Assignment

The goal of this project is just to display that you’ve gotten used to working with the data and that you are on track to create your prediction algorithm. Please submit a report on R Pubs (http://rpubs.com/) that explains your exploratory analysis and your goals for the eventual app and algorithm. This document should be concise and explain only the major features of the data you have identified and briefly summarize your plans for creating the prediction algorithm and Shiny app in a way that would be understandable to a non-data scientist manager. You should make use of tables and plots to illustrate important summaries of the data set. The motivation for this project is to:
1. Demonstrate that you’ve downloaded the data and have successfully loaded it in.
2. Create a basic report of summary statistics about the data sets.
3. Report any interesting findings that you amassed so far.
4. Get feedback on your plans for creating a prediction algorithm and Shiny app.

This report is builded in a following chapters:
- loading the data (including basic report)
- Cleaning the data (incl. frequency analysis)
- N grams (2 and 3)
- Further steps

Loading the data

Introduction

The data is downloaded and unzipped in a local directory. There are 4 subdirectories with each a different language (English, German, Finnish and Russian). In each directory there are 3 documents (blogs, news and twitter). In the first part the englisch directory is selected and loaded into memory. Before loading the meta data on the files will be looked into.

getting meta data on the files

In this chunk the meta data (filename, size, number of lines and the maximum lenght of the file) is detemined and printed.

fileInformation <- function(searchfile) {
  size <- file.info(searchfile)$size/1048576

  conn <- file(searchfile, "r")
  fulltext <- readLines(conn)
  numberlines <- length(fulltext)
  
  maxlinelength <- 0
  for (i in 1:numberlines) {
    linelength <- nchar(fulltext[i])
    if (linelength > maxlinelength) { maxlinelength <- linelength }
  }
  close(conn)
  
  list(searchfile=searchfile, size=size, numberlines=numberlines, maxlinelength=maxlinelength)
}


afdrukken <- function(lijst){
        cat("File                   : ", lijst[[1]], "\n")
        cat("Size of the file       : ", sprintf("%.1f", lijst[[2]]), "MB \n")
        cat("Number of lines in file: ", lijst[[3]], "lines \n")
        cat("Maximum length of line : ", lijst[[4]], "characters \n")
        cat("\n")
} 

URLfile <- "C:/Users/menno_000/Documents/R/Course data analytics/Capstone/final/en_US/"

blog_info <- fileInformation(paste0(URLfile,"en_US.blogs.txt"))
news_info <- fileInformation(paste0(URLfile,"en_US.news.txt"))
twitter_info <- fileInformation(paste0(URLfile,"en_US.twitter.txt"))
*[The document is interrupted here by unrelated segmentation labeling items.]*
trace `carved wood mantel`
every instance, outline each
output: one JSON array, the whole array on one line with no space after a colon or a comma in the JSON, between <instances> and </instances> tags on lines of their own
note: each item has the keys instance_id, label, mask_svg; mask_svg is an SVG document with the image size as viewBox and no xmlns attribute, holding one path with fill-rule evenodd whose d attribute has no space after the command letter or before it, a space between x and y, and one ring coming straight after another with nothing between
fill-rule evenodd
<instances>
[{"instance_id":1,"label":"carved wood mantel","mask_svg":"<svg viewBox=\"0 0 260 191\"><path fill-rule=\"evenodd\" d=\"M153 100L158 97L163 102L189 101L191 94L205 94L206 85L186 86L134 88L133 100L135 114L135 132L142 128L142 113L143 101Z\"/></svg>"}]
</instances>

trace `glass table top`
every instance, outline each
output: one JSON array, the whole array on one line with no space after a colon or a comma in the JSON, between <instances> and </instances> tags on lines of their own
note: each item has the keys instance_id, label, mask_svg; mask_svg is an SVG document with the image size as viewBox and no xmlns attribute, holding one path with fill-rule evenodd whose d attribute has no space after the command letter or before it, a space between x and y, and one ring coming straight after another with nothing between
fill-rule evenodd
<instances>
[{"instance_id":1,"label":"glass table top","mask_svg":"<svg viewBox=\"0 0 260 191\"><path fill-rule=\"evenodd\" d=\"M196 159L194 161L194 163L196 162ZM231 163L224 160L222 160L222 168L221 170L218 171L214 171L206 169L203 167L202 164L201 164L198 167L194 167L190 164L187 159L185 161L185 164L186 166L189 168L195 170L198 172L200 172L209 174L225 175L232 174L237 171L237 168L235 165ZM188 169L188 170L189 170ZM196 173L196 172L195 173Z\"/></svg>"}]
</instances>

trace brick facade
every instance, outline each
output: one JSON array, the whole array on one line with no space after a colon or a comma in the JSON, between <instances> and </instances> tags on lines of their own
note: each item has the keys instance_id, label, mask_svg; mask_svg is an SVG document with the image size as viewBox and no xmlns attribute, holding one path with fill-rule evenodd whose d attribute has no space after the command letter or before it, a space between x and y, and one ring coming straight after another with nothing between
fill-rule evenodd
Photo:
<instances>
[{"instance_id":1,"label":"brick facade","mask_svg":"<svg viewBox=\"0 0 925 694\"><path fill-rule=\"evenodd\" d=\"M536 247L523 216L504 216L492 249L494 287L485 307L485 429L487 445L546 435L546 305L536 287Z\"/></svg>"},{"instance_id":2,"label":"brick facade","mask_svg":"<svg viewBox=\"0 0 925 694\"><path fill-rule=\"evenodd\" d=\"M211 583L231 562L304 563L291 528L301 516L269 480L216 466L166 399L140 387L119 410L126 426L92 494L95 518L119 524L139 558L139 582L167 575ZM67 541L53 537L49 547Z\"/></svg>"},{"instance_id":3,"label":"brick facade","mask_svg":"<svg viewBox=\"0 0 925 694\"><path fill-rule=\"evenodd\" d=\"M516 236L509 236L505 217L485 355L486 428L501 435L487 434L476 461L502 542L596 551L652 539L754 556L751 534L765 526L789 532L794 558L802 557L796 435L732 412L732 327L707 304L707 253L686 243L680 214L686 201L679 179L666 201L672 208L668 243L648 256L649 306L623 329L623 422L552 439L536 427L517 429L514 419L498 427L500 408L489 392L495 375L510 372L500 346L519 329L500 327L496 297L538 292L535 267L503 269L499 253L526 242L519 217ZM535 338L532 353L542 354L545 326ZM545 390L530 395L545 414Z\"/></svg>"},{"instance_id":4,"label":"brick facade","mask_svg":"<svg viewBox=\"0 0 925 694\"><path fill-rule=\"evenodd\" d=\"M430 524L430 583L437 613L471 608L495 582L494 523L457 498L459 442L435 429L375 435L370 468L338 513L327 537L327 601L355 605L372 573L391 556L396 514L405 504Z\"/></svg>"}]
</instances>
cat("Documentation for each file: \n")

## Documentation for each file:

afdrukken(blog_info)

## File                   :  C:/Users/menno_000/Documents/R/Course data analytics/Capstone/final/en_US/en_US.blogs.txt 
## Size of the file       :  200.4 MB 
## Number of lines in file:  899288 lines 
## Maximum length of line :  40835 characters

afdrukken(news_info)

## File                   :  C:/Users/menno_000/Documents/R/Course data analytics/Capstone/final/en_US/en_US.news.txt 
## Size of the file       :  196.3 MB 
## Number of lines in file:  1010242 lines 
## Maximum length of line :  11384 characters

afdrukken(twitter_info)

## File                   :  C:/Users/menno_000/Documents/R/Course data analytics/Capstone/final/en_US/en_US.twitter.txt 
## Size of the file       :  159.4 MB 
## Number of lines in file:  2360148 lines 
## Maximum length of line :  213 characters

Reading and splitting the file

Introduction

After reading the files, they will be splitted in two sections: a training file and a test file. The test file will be used to see how accurate the algoritme is. The files are to big to be handled fast. So the training set will be splitted into a small working file and a larger file to build the real thing.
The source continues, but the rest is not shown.